In closing, Brueggemann is absolutely correct in reasserting the importance of making Holy Scripture the underpinning, especially the law, prophets, and wisdom of the Old Testament, for our educational purposes. While I may not agree with the processes he uses to describe the method of teaching Scripture and especially may call into question how he can call for Scripture to be our foundation without acquiescing to its own individual divine right as the Word of God in its binding nature. I can see Brueggemann’s larger point that a community whose members do not know what it means to be a part of that body, which exists perpetually outside of themselves, will cease to share the identity of the community in which it claims to be a part.

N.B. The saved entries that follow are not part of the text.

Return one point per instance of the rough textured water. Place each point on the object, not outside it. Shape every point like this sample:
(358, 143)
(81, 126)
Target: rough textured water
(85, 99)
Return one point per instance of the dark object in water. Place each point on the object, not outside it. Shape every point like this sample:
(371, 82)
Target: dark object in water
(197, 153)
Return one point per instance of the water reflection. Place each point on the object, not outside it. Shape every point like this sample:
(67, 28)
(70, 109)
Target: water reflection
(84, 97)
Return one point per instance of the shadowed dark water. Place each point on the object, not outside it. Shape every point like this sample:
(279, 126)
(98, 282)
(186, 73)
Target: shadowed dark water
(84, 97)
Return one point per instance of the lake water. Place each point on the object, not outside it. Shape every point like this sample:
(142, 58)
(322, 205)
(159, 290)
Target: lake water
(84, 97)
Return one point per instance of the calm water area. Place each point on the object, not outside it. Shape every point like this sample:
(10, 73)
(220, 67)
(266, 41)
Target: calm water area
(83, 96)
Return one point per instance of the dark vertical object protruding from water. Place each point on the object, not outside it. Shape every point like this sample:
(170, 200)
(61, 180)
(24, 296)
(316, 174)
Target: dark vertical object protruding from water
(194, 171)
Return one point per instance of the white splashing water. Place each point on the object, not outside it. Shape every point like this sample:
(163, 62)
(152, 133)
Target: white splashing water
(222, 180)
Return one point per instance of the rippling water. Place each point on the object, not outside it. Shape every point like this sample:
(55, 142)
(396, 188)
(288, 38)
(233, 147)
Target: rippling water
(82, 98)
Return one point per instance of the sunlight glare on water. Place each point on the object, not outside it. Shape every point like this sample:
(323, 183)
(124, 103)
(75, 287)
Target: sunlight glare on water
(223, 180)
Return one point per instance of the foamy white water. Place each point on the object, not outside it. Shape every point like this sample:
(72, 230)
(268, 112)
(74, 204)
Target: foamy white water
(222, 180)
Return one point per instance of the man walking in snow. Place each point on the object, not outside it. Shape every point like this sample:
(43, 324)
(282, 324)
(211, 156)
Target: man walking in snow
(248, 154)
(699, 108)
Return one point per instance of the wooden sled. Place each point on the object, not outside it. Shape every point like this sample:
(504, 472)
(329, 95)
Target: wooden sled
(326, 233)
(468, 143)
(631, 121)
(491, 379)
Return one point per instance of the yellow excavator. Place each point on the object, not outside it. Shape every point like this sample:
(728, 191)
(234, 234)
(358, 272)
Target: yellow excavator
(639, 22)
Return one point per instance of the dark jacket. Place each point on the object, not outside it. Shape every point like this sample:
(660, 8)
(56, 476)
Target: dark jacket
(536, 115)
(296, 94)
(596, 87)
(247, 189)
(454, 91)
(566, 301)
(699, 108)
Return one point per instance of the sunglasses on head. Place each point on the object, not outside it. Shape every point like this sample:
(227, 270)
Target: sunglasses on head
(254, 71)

For without the Church having its foundation in something outside of itself, something that shares a communal energy and language, wherefore then shall the Church look for its own authority to communicate that tradition to the next generation? If we look to sources outside of our own tradition to educate our society we cannot hope for that community to continue on the path set forward by our ancestors and Scripture itself. However where Brueggemann really goes wrong is in his insistence that through education we can improve upon the substance of what has come before. It is absurd to think that just because we have come after the close of the canon of Scripture that we now know more than the writers of Scripture itself and it is our job as educators to see that what really binds us is not the essence of Torah or Prophets or Wisdom but the terms and shared covenant history of the aforementioned works of the Old Testament which really deliver us as a community of believers. This really comes through in how Brueggemann uses the three distinct parts of Hebrew Scripture to show how the Israelites themselves improved on each individual sections by teaching their generations the technical words of the section that came before.